The User might have several setting, so there is a one to many relationship with a foreign key in setting.
The user configuration is

public class UserConfiguration : EntityTypeConfiguration<User>
{
    public UserConfiguration()
    {   
        HasKey(u => u.ID);
        HasMany(u => u.Settings).WithOptional().HasForeignKey(u => u.UserID);
    }
}

and the Setting configuration is:

 public class SettingsConfiguration : EntityTypeConfiguration<Setting>
{
    public SettingsConfiguration()
    {
        ToTable("UserSettings");
        HasKey(s => new { s.UserID, s.SettingID });
    }
}
Sagi
  • 8,972
  • 3
  • 33
  • 41
  • *Each time the repository returns a user the Setting is also loaded* What do you mean by that? How does your repository user retrieval look like? – Ladislav Mrnka Jun 03 '11 at 08:13
  • how did u check whether they lazy loaded or not. eg : if you inspected it in debug mode, it will show the values of the collection(by lazy loading). check the sql generated by EF when you access the User/Users – Eranga Jun 03 '11 at 08:54
  • My repository retrieval is straightforward using single on the DbSet, and yes i have inspected it in debug mode. Any suggestions how to inspect it without sql profiler or any other third party tool like entity framework profiler? – Sagi Jun 03 '11 at 09:27
  • 1
    how did u conclude that they are not lazy loaded? – Eranga Jun 03 '11 at 14:01
  • I thought that if they are marked virtual they shouldn't be populated incase I don't use include. – Sagi Jun 03 '11 at 19:07
  • By marking them virtual they are not loaded, but the second you try to look at the values of these properties in visual studio debugger, or access them in code, EF will load them from the database. Unless lazy-loading is set to false. – Alexandre Brisebois Jun 03 '11 at 21:08

1 Answers1

3

Lazy loading means the opposite of what you think it means.

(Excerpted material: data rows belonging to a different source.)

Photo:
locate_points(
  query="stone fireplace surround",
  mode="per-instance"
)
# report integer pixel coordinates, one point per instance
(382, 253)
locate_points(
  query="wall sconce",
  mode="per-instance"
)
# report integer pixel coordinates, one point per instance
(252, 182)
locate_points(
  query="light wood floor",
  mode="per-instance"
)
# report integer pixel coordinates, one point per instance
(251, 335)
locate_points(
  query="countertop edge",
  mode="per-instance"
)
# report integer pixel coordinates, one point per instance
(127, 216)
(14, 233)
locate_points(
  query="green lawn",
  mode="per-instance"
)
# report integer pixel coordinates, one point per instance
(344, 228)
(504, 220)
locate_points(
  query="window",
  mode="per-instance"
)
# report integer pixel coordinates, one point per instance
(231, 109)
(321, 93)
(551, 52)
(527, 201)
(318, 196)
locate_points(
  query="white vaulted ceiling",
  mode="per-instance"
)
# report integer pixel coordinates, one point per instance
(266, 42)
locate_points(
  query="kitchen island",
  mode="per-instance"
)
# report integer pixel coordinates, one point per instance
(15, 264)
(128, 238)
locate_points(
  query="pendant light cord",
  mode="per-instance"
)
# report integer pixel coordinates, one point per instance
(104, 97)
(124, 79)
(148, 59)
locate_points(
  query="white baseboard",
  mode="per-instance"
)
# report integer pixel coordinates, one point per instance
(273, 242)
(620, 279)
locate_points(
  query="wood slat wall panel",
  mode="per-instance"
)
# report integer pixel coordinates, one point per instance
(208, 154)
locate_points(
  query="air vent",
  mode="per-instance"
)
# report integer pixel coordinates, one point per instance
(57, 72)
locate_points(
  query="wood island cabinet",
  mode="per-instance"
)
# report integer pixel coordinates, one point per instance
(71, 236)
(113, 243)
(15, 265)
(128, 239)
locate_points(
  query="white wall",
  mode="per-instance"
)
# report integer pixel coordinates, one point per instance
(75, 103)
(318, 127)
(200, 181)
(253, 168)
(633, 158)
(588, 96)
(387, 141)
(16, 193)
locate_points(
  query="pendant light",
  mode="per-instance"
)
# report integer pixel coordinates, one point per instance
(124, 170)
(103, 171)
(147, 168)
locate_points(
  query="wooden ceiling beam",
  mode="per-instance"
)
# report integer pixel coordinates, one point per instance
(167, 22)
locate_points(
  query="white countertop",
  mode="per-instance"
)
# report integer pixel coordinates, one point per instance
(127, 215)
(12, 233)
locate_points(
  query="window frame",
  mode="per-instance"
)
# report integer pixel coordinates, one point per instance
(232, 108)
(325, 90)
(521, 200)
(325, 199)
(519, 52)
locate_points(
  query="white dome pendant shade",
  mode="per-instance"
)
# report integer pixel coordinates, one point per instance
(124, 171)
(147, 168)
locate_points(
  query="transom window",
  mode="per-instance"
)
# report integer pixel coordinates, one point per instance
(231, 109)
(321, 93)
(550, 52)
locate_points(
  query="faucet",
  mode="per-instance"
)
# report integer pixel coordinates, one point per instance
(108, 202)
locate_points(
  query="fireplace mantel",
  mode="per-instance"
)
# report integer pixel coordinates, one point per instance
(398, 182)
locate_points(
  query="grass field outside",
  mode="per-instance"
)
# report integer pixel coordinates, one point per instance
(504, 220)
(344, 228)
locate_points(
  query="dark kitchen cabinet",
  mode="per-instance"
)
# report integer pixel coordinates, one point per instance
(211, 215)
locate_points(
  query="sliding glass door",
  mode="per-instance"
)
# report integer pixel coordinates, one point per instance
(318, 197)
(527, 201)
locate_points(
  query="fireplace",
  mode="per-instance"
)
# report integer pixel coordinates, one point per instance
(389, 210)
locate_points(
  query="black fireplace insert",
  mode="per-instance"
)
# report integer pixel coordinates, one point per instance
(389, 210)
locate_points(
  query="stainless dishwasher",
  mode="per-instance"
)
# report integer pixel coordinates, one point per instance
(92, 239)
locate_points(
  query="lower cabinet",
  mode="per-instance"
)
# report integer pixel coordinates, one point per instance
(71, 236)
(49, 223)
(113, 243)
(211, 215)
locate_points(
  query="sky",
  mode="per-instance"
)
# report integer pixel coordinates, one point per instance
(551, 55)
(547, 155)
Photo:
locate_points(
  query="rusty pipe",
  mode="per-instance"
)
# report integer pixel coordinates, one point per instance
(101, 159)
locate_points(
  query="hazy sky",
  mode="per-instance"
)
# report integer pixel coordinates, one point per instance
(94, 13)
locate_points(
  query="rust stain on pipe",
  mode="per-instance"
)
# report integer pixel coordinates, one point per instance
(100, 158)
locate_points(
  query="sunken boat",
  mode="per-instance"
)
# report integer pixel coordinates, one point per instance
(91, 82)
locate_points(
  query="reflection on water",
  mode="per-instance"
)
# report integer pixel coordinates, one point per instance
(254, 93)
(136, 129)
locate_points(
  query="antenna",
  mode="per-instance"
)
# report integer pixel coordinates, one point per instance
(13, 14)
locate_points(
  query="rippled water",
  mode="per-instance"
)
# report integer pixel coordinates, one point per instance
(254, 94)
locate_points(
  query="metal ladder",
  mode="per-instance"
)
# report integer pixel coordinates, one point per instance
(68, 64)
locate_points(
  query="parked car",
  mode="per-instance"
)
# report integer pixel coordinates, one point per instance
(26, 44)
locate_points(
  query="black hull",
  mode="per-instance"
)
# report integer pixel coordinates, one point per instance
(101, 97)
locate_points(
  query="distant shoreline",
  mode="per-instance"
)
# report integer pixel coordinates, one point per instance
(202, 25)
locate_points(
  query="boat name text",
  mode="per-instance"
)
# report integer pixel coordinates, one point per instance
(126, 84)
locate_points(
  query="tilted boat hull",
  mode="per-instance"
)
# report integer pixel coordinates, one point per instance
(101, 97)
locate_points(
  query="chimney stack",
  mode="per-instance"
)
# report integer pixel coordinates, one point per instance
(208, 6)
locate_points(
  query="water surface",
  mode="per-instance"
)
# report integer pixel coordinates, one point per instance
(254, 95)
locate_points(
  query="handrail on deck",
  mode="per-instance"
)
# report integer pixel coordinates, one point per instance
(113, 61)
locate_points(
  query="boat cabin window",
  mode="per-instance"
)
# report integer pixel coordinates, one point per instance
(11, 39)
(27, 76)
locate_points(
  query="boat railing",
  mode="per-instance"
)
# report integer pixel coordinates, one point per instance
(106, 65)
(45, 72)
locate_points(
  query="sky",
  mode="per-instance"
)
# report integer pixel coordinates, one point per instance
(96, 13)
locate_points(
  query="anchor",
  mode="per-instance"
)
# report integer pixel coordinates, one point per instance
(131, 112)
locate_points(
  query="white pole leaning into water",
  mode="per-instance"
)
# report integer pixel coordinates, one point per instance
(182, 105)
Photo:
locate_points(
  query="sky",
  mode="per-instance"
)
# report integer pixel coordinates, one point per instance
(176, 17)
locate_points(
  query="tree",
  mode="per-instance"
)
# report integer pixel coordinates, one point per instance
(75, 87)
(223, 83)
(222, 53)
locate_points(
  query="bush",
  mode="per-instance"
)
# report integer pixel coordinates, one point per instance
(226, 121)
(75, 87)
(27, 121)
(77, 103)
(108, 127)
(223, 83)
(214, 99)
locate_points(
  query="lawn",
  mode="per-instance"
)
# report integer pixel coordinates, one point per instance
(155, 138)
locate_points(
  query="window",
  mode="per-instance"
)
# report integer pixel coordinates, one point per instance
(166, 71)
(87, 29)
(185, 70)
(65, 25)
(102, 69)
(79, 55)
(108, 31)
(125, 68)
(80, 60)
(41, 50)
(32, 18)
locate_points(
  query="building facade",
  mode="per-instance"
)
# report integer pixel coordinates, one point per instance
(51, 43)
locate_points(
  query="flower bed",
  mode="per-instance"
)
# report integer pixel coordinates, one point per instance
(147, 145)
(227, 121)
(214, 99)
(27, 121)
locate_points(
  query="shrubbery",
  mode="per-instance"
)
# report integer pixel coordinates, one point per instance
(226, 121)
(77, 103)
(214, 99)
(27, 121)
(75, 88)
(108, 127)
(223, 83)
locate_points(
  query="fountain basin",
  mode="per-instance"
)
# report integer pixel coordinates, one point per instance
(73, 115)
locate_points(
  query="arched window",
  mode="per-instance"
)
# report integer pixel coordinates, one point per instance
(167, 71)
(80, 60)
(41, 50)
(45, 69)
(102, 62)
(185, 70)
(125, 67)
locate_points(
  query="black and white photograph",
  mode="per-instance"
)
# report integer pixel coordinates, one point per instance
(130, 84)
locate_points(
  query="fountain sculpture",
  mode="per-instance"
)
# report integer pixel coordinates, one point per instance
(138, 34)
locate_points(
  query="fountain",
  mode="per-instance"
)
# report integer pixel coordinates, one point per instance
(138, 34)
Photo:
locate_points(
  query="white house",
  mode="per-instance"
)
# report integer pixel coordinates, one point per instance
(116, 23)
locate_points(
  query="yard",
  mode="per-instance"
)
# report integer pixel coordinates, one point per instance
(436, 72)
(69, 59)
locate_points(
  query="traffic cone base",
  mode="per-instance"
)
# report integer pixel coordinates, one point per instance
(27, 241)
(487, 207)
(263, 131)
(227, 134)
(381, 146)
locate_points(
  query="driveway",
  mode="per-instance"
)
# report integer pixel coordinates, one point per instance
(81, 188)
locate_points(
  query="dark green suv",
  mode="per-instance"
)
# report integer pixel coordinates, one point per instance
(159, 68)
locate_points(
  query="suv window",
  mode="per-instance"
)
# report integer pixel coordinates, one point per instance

  • With lazy loading (virtual property and defaults)
    • Settings is not retrieved immediately when querying User
    • Settings is retrieved when it's accessed for the first time. The DbContext must be open at that time for this to happen; otherwise you'll get an exception
  • Without lazy loading (non-virtual property and/or explicitly disabled)
    • Settings is not retrieved immediately when querying User
    • Settings will never be retrieved automatically; it will return null (which, in my opinion, is a terrible design decision: null is a wrong value and you shouldn't be able to get it)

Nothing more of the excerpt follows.